Keyboardist and vocalist Rachel Grimes sings like she looks - like a porcelain, Victorian-era queen that Cate Blanchett should get an Academy award for playing. With the Rachel's band, she has seen the world and she has absorbed it. Mike Heineman is the aforementioned rising star, with an angelic voice that needs to be heard by every mother and father and their housebroken pet. I even heard that Nusrat Fateh Ali Khan himself is coming back to life just to hear Mike sing - he's just that good. People used to talk about the harmonies of Crosby, Stills & Nash - imagine how good that was supposed to be, multiply that by 18, cut out the cheese and what you've got is what happens when Rachel, Mike and Joe sing together.
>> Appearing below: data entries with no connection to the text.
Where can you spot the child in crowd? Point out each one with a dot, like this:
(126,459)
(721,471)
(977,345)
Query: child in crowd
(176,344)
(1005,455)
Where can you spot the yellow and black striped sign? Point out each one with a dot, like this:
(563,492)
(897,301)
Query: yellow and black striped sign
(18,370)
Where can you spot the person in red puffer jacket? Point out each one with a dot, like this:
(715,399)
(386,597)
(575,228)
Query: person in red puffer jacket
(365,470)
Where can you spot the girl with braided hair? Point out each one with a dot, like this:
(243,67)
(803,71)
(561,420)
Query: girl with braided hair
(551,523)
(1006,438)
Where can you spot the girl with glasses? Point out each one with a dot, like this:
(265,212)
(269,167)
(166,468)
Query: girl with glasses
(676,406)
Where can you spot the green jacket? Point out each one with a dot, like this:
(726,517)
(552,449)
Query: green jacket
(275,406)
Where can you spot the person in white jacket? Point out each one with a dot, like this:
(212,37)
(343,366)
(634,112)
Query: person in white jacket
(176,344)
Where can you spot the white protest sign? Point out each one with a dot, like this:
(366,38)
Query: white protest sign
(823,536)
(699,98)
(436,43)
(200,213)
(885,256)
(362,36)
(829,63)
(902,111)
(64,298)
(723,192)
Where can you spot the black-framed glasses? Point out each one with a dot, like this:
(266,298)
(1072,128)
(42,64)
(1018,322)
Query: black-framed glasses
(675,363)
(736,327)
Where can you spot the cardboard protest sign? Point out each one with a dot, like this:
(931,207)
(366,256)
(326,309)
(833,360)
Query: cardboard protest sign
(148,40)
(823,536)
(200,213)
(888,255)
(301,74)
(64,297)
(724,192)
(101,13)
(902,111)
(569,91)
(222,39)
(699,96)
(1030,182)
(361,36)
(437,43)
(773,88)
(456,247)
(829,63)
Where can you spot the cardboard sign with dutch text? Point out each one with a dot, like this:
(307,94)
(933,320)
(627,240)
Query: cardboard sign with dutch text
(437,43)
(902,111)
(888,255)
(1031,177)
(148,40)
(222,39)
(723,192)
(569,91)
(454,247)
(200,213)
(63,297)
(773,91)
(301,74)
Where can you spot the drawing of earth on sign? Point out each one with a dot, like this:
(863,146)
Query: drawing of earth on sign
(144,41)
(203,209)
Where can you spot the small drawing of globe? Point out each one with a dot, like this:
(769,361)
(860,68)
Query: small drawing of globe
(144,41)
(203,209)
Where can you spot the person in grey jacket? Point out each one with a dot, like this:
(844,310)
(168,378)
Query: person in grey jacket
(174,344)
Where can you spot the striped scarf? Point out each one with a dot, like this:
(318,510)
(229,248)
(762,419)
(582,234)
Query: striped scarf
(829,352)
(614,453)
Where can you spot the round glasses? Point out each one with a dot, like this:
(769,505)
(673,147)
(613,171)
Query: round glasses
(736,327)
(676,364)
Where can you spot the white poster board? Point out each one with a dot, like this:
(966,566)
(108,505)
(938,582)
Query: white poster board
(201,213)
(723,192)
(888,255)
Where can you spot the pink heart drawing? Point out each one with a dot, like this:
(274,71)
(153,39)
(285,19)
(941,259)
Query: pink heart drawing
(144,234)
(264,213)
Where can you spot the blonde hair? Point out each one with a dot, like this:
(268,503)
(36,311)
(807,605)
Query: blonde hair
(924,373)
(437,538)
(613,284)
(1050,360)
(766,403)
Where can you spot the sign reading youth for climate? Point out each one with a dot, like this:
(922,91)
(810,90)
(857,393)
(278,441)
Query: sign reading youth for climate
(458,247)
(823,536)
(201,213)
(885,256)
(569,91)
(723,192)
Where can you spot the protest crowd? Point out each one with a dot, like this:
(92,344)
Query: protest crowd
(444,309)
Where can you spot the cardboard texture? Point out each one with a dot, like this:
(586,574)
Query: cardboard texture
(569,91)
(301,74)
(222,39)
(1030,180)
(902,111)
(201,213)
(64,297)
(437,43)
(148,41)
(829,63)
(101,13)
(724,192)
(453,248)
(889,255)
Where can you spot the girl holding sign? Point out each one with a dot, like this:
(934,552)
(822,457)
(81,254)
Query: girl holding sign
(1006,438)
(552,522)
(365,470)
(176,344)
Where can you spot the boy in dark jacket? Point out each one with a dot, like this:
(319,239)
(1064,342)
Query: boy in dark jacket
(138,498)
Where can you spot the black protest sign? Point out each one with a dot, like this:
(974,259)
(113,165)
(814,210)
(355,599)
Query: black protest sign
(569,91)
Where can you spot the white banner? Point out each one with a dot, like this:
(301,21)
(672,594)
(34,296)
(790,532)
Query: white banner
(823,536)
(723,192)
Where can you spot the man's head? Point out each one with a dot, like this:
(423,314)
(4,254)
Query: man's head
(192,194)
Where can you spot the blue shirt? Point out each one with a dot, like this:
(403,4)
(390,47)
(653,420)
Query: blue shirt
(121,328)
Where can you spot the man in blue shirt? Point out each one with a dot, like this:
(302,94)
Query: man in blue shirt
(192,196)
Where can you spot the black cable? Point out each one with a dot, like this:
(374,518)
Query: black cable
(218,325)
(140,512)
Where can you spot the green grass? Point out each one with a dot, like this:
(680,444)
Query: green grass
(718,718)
If this isn't what God and Rodney Dangerfield are listening to together up in Heaven, then I say, never mind, I'll go to Hell instead.

Wednesday, January 09, 2008

The Teeth

In Minutes
(Noise Pollution)

In the 1960s, the term “garage band” referred to a gaggle of young men, often American and/or Caucasian, attempting to play that one fairly generic Rock Band sound common in the days when the Beatles were popular but not yet creative. (Sorry, Ferris Bueller, they didn’t write all those blues songs).
Perhaps the phenomenon was most popular in the Midwest, because, gosh golly, there’s just more of them (insert birth control joke here). But where would we be without those mutant strains — exemplified in this example by the Stooges, MC5, Styrenes, Electric Eels, Pagans and Pere Ubu? You know, the guys in high school who were freaks, not geeks.

You’ll feel like they’re smoking in your boys’ room again while injecting The Teeth's In Minutes, a post-proto-blast of uncomplicated rock ’n’ roll made by guys who don’t sound like they know, yet, what it feels like when you realize your dreams will never come true.

c. 2008 LEO Weekly

Foxhole

Push/Pull
(Burnt Toast Vinyl)

As a teen trying to become more cultured, I went to a Wynton Marsalis concert. I’d heard that adults with taste and brains listened to jazz music. Later I would realize that not all jazz is the same, and that Wynton Marsalis is not really much like John Coltrane. I was acting like an adult, but not the type of adult I wanted to be.
At the concert, Marsalis introduced a piece, “This one’s about education.” At that point, I had no choice but to laugh. How could instrumental music be “about” something? Now, I’m twice as old as I was then, and I still don’t understand.

Four of the five pieces here are inspired by the death of a friend. The fifth piece was inspired by the death of Wesley Willis, a man of color who made a lot of well-off white kids laugh because he was mentally ill. Oh, and their music is also inspired by their, uh, religious beliefs. (If you know what I mean).